Do you have a child in your classroom with autism? Well, it may be a challenge for you as a teacher? However, it can also be quite fulfilling if you know the right way to provide them with support. Whether you are planning to maintain their routine, engage in learning in the best way that resonates with them, handle sensory overload, or anything else, anything you do will benefit them a lot. Here are the top 5 tips to help you support autistic children in your classroom. And if you’re interested in job openings for teaching autistic children, you can check Treloar School vacancies.
1. Establish A Routine With Them
For autistic children, the world is confusing and induces anxiety. As such, they find a lot of comfort in a stable and predictable routine. Well, the school presents autistic children with a structured nature. However, as a teacher, you need to make sure their daily routine is clear.
You can start by creating a visual timetable for them. It’s an effective and widely-used method to help any autistic children in your class develop a routine. Start by creating a timetable with simple words and images. Make sure they are in chronological order and they need to describe the child’s transitions and activities every day. This simple visual aid will give your child a sense of security. Additionally, it will act as a reminder for everyone supporting the autistic child. Check out this guide that will teach you how to make your high interest low readability books so it can be read by as many people as possible!

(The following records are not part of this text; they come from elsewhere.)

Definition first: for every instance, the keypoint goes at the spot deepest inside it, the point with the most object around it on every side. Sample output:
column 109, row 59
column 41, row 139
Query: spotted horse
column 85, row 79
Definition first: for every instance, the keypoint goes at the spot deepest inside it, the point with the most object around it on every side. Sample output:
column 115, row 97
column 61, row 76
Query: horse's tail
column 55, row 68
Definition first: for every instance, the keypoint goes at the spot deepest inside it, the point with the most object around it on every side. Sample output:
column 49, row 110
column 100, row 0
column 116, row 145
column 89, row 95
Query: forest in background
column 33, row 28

2. Consider Their Learning Environment
Many autistic children often suffer from sensory sensitivity. As such, they may start having intense negative or positive reactions to sensory stimulation. Therefore, as a teacher, you can make the classroom less overwhelming for any child with autism.

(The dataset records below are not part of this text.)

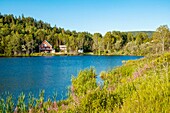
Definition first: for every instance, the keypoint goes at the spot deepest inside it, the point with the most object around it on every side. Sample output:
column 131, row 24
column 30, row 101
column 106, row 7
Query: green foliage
column 23, row 35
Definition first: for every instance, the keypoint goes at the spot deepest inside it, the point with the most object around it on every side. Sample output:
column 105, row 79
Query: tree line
column 23, row 35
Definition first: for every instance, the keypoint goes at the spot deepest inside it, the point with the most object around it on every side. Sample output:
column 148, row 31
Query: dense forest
column 23, row 35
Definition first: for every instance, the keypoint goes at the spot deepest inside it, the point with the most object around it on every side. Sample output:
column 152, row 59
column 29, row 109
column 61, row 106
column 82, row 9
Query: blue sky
column 94, row 15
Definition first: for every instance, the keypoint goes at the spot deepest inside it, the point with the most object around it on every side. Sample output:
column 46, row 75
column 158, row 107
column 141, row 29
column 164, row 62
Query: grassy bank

Since every child with autism is different, you need to learn their particular sensitivities, if you are planning to make things easier for them. Start by observing how the kids react to certain sounds or when touching specific fabrics. Additionally, you can find out if their guardians or parents have input. Next, you need to do anything possible to reduce any stimuli in your environment that may cause anxiety.
For instance, do you have an autistic child in your class who is often distressed by the sound of the bell? Well, you can allow them to wear noise-canceling headphones a few minutes before the bell goes off. Don’t forget to schedule this particular transition into their routine.
3. Manage Their Changes And Transitions
An autistic child’s routine is very important to their overall comfort. As such, they may feel overwhelmed if there are any changes and transitions. Note that, these may be necessary and unavoidable when the child is in school. Well, you can help alleviate anxiety by preparing the child beforehand.
For instance, if you are changing classrooms, take the autistic child to the new class beforehand to view it. You can also provide the child with pictures of the new space so they can adapt to it before the change. Adding some predictability to the unexpected change will make things less overwhelming and it is easier to adjust.
4. Communicate Clearly
It may vary from one person to the next but a child with autism may have a hard time communicating or interpreting things. It’s important to consider all the words you are using and how you structure the sentences. Don’t complicate them using rhetorical questions and metaphors. Rather, you need to keep everything simple and direct.
For instance, if you are asking the child to clean up, you may ask them to pack up their pencils and put them away. However, you can make things clearer by asking them to put their pencils away as you point to where they need to put them away.
5. Integrate Their Interests
Autistic children are unique in many ways, including how they create highly-focused interests. Therefore, use this to make classrooms more adaptable to them.